INFPs, in my observation, balk at the entire concept of MBTI more than anyone else I've seen. They tend to find the Te nature of putting people in boxes highly offensive to their Fi individuality.
In fact, I think I may know an INFP dude IRL because he started FREAKING OUT last night when I had barely even explained Jungian types to him. My ESFJ guy friend was sitting there with me like "OMGZ LULZ WTF" because the possible-INFP started getting butthurt before he even understood what we were trying to tell him. It was very strange. I thought he might be INTP up until that point, but now I don't think so at all.
Other than that, it varies. I think Feelers may be more likely to get offended when someone else tells them they've misyped themselves.

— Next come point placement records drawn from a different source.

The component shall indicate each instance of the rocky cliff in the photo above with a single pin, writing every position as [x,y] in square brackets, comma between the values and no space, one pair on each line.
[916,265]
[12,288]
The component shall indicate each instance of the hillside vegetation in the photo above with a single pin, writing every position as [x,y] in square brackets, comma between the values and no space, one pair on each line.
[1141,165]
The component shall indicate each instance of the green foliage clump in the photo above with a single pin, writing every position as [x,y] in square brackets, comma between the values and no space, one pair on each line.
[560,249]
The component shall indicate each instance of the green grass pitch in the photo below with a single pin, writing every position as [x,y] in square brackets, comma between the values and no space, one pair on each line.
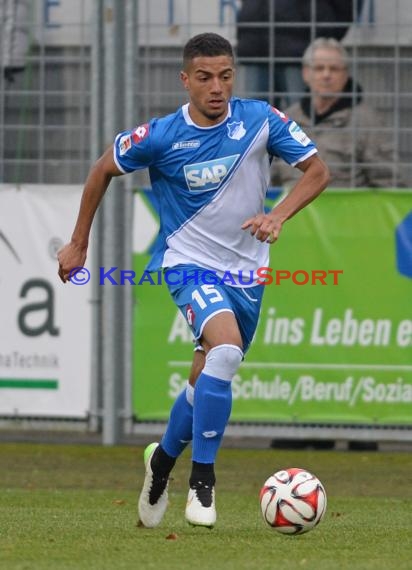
[74,507]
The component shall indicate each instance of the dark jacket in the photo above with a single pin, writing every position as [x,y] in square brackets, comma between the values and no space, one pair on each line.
[290,41]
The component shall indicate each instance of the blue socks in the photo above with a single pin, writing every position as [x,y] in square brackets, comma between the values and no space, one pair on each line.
[180,427]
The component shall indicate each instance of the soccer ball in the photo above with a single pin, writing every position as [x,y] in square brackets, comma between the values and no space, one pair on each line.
[293,501]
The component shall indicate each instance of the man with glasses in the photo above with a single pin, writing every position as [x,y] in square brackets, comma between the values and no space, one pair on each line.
[346,129]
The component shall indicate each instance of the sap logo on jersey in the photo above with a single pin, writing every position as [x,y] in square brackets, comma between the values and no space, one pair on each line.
[206,176]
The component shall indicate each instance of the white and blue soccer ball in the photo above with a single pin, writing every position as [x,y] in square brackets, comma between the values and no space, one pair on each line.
[293,501]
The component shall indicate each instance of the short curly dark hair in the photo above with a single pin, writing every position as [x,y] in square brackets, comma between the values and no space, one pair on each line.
[206,45]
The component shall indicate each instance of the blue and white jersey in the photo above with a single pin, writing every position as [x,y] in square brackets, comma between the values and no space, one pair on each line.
[209,180]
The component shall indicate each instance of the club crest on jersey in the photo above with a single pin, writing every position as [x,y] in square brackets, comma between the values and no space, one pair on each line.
[298,134]
[209,175]
[140,133]
[236,130]
[124,144]
[280,114]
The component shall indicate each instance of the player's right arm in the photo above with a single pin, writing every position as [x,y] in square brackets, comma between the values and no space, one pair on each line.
[74,253]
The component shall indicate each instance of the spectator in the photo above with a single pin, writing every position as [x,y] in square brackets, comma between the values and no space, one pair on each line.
[346,130]
[280,53]
[14,36]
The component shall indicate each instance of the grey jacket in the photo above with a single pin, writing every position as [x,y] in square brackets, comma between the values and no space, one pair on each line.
[352,142]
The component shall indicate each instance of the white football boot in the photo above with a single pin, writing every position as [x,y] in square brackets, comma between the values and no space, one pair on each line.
[200,507]
[154,496]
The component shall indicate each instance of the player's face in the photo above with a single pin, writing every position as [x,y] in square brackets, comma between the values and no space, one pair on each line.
[328,73]
[209,81]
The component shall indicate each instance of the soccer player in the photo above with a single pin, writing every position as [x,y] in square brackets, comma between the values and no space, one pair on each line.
[209,167]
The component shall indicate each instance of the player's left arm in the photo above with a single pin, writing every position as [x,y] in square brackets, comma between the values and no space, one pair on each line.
[315,178]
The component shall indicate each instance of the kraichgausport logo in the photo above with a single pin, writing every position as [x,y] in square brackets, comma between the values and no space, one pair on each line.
[206,176]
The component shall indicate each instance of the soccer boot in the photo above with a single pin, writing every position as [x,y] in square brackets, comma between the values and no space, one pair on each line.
[200,507]
[154,495]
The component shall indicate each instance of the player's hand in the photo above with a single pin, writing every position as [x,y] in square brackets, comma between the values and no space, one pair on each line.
[265,227]
[70,257]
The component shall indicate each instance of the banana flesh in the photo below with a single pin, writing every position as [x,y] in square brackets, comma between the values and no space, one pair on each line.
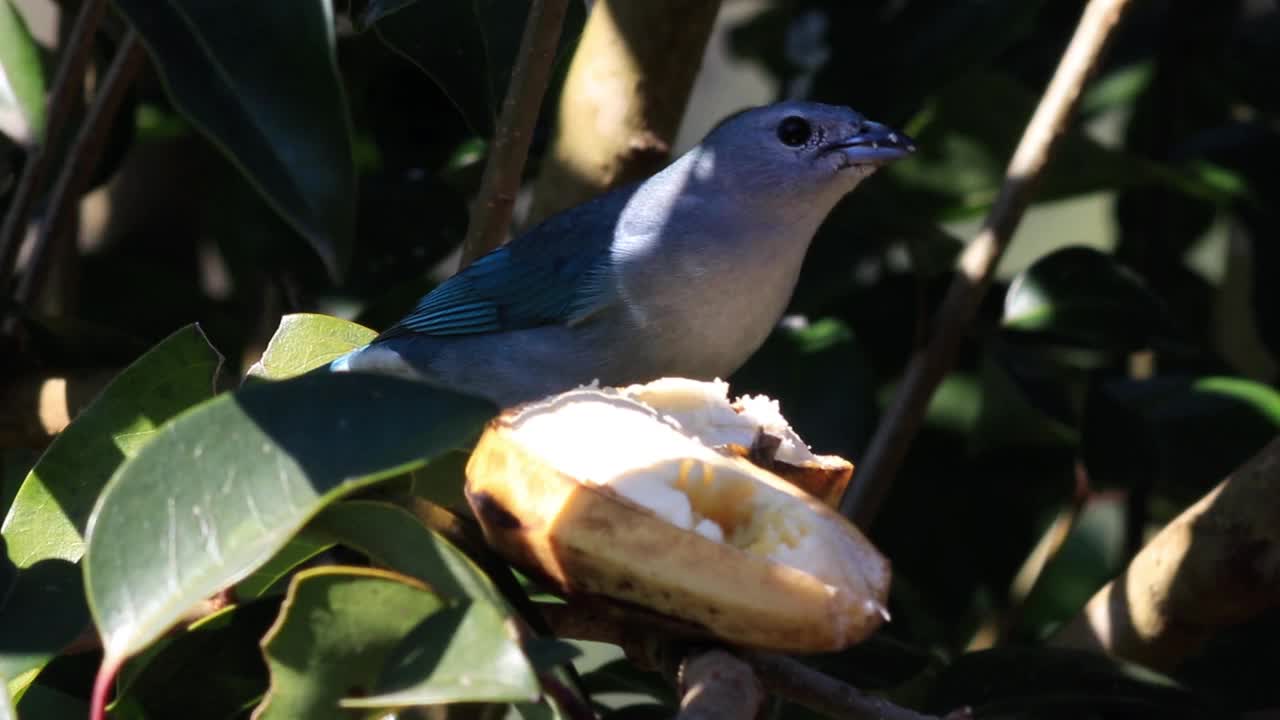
[616,493]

"Sentiment without action is the ruin of the soul." - Edward Abbey
The Instinctive Triad: Types eight, nine, and one are concerned with maintaining resistance to reality (creating boundaries for the self that are based on physical tensions). These types tend to have problems with aggression and repression.
I know I read this somewhere, but I can't find it now.
I think perhaps that 7 could be seen as a denial type because they are denying their problems at times, and wouldn't want to admit the negatives about themselves.
The two people that I've introduced to the MBTI, that were the most resistant to it, were ISFP (suspected) and ISFJ (confirmed).
The ISFJ read some descriptions and everything went in one ear and out the other except for a brief usage of the word "secretary", as a possible career choice, which must have touched a nerve with her because she absolutely flipped out at me, talking about how stupid the test was and how could anyone take it seriously.
The ISFP said, and I quote: "I already know myself. I don't need someone else to tell me who I am."
I agree about INFPs, though -- especially from my experience on this forum.
I was at that MBTI workshop once and there was that girl who scored as ESTP or ESTJ I think. She was quite ruffled about the T, because it sounded to her as if she would be like a robot without emotions (most people at that workshop didn't know about MBTI before so they didn't quite understand it yet). I thought she might start crying soon.